Времена изменились, но мы по-прежнему были в невыгодном положении. Мы были свободны, были готовы заняться карьерой или освоением какой-нибудь профессии, но оказалось, что для нас подобных возможностей нет.
До войны почти все мы знали только хорошие времена. Мы ни в чём не нуждались — наш шарик был наполнен добрым воздухом. Но шарик лопнул, и мы получали пособие по безработице и искали работу. Наши иллюзии рассеялись. Сказки детства разом поблекли. Верить больше было не во что. И мы не верили никому, особенно политикам. Было такое ощущение, что страна, которая не смогла поддержать нас во время войны, бросила нас на произвол судьбы в мирное время. Горько было и обидно оттого, что нас использовали и предали. Мы ответили на призыв к оружию. Мы сделали работу, в которой нуждалась страна, и мы гордились своей службой. Но страна, в свою очередь, унизила нас.
Нам всего-то нужны были равные возможности, шанс реализовать свои таланты и способности. Но в новой экономике своё место найти было трудно.

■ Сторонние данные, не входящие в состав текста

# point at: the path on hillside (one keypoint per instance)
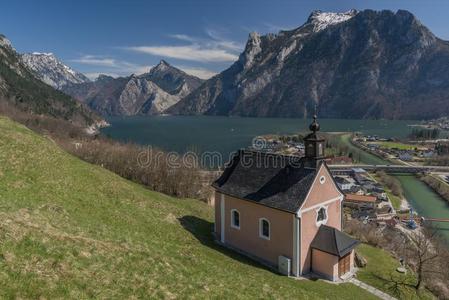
(371, 289)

На то существовали свои причины.
Мы жили в период истории, когда быть американцем было непопулярно. Знамя и униформа, слова «война» и «призыв» в 1968 году воспринимались совсем иначе, чем во время Второй мировой войны.
Мне повезло. У меня за плечами было высшее образование. У других же солдат не было денег ни на колледж, ни на какую-нибудь долгосрочную программу обучения. Им работа была нужна немедленно. Они переживали переломный этап свой жизни. 20 процентов вернувшихся домой были обучены только воевать и ничего более делать не умели. Им мешало отсутствие трудовых навыков. Другие такими навыками обладали, но не знали, с чего начинать поиски мирной работы. Ещё 20 процентов не имели аттестата о среднем образовании. И 10 процентов принадлежали к разным национальным меньшинствам.
Привыкание к мирной жизни после войны было во много раз сложнее привыкания к жизни на войне. К тому же за время нашего отсутствия родина изменилась, изменилась её экономика. Да и мы тоже…
Всё это было тяжело.
Человек оставил работу, ушёл на войну, женился, родил ребёнка — как тяжко после этого пристраиваться к очереди безработных. От этого страдает самоуважение, трещит по швам бюджет и — самое важное — рушится семейная жизнь.